Kathy LeMay
Kathy LeMay has committed her life to global social change. She began at the age of 14 launching an anti-apartheid campaign in her small Massachusetts mill town. Several human rights campaigns later which resulted in a lot of press in a conventional rural community, she recalls her mother’s nervous boss saying, “Will your daughter be appearing in the newspaper as a REGULAR thing?” Kathy’s mother’s reply: “With any luck, yes.”
At the age of 23, Kathy traveled to the Balkans during the siege on Bosnia. During that time she met and learned from women who had survived the rape-genocide camps and who would work tirelessly throughout the war to provide for the country’s women and children. Kathy returned to the states, shared their stories and in the mid-1990’s helped to raise a quarter million dollars for food, medical care, and trauma counseling. Funds also supported women survivors to testify at the International War Crimes Tribunal at The Hague and to protect their families while they told of the atrocities they endured.
Since then Kathy has traveled the United States and the world listening to, learning from, and raising money for those who’ve survived war, genocide, gender-based violence, and climate-induced disasters.
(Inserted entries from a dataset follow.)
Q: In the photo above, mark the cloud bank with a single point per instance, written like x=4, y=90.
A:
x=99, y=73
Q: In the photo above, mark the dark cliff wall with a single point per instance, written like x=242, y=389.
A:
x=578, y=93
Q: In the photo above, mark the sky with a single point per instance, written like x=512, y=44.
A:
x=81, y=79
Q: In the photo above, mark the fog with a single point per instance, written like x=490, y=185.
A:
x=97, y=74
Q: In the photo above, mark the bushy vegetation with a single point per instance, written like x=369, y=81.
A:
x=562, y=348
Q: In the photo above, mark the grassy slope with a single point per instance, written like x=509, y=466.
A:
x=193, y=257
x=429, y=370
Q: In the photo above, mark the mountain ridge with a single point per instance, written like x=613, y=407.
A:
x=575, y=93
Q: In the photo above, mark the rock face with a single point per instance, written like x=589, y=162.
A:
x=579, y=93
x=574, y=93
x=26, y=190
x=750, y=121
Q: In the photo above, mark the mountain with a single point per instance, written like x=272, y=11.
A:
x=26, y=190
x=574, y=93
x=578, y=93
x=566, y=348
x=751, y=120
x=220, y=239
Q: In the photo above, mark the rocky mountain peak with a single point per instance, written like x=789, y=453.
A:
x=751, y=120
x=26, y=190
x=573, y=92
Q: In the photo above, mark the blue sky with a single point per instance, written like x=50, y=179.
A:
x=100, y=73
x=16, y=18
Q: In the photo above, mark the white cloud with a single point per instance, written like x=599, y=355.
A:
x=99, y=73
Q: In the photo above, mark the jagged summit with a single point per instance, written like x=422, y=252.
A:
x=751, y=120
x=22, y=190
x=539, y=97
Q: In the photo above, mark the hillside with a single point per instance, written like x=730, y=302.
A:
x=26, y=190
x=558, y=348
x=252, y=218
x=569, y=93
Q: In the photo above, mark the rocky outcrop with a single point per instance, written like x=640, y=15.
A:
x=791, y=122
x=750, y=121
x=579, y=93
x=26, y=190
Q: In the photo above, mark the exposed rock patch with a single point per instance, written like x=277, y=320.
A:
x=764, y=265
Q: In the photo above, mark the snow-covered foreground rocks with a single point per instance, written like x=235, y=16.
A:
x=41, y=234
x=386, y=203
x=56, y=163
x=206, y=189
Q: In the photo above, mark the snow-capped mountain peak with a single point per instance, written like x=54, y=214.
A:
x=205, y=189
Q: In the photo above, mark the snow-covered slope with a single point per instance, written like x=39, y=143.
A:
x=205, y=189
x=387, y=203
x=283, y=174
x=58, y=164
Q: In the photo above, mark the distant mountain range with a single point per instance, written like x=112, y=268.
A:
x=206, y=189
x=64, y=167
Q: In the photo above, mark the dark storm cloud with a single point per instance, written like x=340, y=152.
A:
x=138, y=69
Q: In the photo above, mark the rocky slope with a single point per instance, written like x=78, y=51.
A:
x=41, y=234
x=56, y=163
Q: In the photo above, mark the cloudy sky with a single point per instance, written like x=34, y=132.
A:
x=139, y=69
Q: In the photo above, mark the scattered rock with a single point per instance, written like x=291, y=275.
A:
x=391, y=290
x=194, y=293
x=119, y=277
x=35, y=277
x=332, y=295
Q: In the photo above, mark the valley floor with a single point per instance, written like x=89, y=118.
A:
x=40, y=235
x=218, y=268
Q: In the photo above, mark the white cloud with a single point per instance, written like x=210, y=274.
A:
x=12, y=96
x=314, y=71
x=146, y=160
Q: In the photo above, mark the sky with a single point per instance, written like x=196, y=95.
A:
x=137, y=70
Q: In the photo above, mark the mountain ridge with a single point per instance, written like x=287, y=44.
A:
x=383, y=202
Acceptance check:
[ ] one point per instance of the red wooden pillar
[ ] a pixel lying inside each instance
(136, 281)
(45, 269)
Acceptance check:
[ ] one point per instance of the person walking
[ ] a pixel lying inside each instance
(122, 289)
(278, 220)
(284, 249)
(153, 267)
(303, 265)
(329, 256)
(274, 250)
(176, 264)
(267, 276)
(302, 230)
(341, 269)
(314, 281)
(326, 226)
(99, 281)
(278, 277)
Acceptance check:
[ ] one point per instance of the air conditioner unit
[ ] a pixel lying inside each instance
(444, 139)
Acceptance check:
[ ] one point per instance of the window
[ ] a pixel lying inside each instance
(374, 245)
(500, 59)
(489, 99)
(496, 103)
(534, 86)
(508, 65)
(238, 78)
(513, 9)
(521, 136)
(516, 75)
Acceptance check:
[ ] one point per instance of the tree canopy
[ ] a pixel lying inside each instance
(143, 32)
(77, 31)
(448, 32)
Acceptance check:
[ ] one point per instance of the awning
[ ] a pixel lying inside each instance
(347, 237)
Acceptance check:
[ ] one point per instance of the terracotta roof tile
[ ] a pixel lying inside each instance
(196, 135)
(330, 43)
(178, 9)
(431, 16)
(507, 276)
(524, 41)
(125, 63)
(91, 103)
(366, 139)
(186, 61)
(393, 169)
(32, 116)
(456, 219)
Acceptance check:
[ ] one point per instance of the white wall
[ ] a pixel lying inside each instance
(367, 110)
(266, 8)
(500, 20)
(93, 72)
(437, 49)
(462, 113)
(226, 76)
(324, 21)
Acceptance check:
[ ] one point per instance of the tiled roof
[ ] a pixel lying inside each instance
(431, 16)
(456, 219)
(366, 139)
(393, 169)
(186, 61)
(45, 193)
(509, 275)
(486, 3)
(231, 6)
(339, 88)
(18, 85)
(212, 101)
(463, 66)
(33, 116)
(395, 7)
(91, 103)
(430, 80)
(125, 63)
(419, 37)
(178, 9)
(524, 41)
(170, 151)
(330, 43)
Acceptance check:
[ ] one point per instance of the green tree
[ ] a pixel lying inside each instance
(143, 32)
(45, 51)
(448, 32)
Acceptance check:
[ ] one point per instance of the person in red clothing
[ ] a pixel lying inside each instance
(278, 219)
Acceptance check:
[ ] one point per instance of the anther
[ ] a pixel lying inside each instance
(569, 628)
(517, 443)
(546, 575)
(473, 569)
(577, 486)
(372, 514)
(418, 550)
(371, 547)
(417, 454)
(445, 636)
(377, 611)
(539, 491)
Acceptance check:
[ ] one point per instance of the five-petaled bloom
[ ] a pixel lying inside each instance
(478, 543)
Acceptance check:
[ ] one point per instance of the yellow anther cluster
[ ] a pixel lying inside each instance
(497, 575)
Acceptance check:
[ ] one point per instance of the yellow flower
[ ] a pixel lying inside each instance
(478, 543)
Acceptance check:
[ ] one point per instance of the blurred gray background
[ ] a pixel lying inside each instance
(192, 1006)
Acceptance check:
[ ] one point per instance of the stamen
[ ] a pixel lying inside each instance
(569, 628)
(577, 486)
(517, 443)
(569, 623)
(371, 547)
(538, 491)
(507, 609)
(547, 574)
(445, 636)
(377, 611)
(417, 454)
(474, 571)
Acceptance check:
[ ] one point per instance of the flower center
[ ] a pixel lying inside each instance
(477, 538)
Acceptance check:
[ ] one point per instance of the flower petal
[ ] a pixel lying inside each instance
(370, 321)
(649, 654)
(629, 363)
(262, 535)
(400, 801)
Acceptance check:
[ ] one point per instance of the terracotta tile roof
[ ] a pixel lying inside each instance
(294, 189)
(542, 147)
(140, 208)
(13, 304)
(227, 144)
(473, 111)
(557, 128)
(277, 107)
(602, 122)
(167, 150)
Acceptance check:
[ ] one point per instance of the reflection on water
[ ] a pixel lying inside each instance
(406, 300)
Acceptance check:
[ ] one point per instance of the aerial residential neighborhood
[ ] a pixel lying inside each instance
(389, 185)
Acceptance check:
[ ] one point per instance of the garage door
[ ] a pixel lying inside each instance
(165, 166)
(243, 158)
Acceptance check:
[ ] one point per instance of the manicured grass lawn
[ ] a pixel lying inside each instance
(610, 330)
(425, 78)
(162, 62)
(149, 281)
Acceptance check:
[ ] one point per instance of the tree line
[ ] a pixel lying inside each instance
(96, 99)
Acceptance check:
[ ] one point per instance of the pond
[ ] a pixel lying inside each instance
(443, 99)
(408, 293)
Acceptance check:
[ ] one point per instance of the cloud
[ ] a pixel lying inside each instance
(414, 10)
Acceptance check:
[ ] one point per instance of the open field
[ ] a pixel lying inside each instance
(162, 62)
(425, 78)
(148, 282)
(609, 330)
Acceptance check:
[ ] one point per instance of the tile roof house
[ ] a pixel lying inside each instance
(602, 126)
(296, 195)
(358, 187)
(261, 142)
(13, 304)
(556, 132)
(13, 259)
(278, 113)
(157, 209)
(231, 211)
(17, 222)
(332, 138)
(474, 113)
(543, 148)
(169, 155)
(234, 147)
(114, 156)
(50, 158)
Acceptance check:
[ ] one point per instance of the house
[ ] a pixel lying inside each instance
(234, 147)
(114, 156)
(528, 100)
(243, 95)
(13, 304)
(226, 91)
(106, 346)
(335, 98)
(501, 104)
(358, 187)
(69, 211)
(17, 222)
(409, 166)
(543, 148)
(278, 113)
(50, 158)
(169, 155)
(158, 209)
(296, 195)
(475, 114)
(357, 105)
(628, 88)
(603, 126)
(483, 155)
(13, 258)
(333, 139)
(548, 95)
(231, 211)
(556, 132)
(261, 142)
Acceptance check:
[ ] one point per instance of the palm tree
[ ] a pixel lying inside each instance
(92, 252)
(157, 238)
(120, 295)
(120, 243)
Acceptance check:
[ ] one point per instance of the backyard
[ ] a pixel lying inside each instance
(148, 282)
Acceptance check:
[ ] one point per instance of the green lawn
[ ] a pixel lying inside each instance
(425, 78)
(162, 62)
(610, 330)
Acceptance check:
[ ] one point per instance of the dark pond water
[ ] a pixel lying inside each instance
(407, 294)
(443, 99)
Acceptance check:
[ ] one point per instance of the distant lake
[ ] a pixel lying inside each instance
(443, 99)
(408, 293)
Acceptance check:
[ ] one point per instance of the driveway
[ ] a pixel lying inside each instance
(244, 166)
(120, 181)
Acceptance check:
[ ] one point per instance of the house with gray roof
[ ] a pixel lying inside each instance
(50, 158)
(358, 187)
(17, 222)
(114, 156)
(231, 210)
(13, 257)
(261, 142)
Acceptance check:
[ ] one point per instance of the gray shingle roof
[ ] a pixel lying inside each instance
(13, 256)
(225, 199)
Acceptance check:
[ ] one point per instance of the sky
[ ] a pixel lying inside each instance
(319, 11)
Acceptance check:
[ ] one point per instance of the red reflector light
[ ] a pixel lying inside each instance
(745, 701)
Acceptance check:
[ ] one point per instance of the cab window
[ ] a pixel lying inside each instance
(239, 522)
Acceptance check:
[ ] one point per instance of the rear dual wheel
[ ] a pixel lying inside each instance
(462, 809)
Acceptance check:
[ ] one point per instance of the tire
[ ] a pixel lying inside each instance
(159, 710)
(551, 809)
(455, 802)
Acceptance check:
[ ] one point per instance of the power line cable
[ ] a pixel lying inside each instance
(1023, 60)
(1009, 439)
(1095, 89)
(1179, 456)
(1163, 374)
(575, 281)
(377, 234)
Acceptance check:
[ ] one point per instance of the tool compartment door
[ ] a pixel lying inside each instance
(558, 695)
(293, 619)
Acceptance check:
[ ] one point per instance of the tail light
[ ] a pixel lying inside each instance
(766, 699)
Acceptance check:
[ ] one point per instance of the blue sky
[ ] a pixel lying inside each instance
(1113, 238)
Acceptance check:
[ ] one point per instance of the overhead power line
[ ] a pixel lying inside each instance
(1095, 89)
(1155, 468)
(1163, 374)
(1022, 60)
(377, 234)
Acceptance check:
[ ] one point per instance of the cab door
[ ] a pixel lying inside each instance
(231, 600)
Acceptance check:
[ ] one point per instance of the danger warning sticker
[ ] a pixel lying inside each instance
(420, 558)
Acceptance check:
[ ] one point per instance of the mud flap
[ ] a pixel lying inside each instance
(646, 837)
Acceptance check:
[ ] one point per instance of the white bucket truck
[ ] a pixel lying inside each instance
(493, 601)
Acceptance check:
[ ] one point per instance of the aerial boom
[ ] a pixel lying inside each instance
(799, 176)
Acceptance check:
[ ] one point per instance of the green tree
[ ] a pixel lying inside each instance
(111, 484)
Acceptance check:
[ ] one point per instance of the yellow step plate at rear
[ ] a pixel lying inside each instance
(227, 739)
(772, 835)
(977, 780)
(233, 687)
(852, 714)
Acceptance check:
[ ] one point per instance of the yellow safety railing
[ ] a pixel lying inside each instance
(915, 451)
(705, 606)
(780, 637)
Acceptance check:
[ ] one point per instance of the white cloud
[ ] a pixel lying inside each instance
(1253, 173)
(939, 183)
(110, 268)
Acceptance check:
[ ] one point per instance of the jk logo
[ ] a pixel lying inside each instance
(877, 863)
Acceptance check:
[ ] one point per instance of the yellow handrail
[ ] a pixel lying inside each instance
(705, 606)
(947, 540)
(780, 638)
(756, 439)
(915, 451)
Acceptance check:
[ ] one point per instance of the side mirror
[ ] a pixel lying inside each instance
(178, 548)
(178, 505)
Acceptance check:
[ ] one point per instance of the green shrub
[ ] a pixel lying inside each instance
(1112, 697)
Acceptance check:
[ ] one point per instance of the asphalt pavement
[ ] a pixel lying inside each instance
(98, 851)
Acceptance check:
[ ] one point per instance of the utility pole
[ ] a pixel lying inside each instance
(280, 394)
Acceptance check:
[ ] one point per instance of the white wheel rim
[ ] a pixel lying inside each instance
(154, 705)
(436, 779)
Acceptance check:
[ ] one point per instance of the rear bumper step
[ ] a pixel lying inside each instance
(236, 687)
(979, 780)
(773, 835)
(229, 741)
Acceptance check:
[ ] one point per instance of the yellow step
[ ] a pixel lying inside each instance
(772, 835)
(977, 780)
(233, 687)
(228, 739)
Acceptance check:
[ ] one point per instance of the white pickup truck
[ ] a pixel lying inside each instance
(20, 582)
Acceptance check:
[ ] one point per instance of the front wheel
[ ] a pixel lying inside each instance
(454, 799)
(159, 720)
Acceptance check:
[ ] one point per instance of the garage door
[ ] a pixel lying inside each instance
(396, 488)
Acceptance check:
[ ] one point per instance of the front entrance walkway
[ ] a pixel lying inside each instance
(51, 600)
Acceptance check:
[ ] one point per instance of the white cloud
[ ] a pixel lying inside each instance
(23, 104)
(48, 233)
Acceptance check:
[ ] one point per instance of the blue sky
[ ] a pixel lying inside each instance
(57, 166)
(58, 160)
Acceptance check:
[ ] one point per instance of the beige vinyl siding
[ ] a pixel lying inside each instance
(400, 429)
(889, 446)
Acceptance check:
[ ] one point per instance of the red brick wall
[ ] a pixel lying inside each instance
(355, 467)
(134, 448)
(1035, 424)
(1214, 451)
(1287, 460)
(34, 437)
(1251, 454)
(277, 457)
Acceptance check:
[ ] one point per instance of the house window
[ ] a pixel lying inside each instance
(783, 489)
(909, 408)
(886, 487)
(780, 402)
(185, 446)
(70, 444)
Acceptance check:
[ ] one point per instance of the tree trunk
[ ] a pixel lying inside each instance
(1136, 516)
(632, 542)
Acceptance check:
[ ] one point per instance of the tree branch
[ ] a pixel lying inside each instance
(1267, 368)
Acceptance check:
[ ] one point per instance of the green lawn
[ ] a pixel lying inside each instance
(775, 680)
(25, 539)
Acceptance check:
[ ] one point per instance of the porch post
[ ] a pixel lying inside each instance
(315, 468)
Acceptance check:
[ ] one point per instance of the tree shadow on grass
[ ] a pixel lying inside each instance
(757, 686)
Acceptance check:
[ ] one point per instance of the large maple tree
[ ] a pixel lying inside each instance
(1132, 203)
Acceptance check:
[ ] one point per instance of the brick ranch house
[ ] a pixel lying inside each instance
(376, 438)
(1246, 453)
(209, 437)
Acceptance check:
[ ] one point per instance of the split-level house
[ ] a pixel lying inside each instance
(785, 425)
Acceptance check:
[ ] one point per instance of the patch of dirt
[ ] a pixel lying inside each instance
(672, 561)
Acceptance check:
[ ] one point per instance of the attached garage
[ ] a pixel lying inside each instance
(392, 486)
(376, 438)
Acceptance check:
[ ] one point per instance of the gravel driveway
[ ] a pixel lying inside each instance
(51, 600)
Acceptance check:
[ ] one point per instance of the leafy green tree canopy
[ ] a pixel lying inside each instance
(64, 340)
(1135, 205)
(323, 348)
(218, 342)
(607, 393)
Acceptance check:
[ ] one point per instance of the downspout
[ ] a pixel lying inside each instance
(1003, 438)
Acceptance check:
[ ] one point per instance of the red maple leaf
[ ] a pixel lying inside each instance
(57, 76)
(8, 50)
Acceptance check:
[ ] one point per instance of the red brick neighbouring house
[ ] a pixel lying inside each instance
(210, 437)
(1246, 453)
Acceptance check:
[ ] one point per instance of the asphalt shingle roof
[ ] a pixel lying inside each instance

In the course of her work, she has raised $175M, led international women’s human rights organizations, become a sought-after public speaker, a published author, and served as a philanthropic advisor to some of the world’s most renowned philanthropists. It was however when she finally arrived in these halls of power that she realized that she didn’t feel like she arrived. She had achieved what she dreamed of growing up as a girl in a small mill-town and she had never felt as lost or far away from what she loved.
Now, after thirty years in global social change, Kathy is going back to roots, re-connecting with community-based social change and drawing on what she learned during her early years of community organizing and global activism. In addition to launching a podcast with her dear friend and sister-in-crime, Jacki Zehner, in the summer 2020 she will assume a leadership position at an organization working to protect the rights and autonomy of indigenous peoples.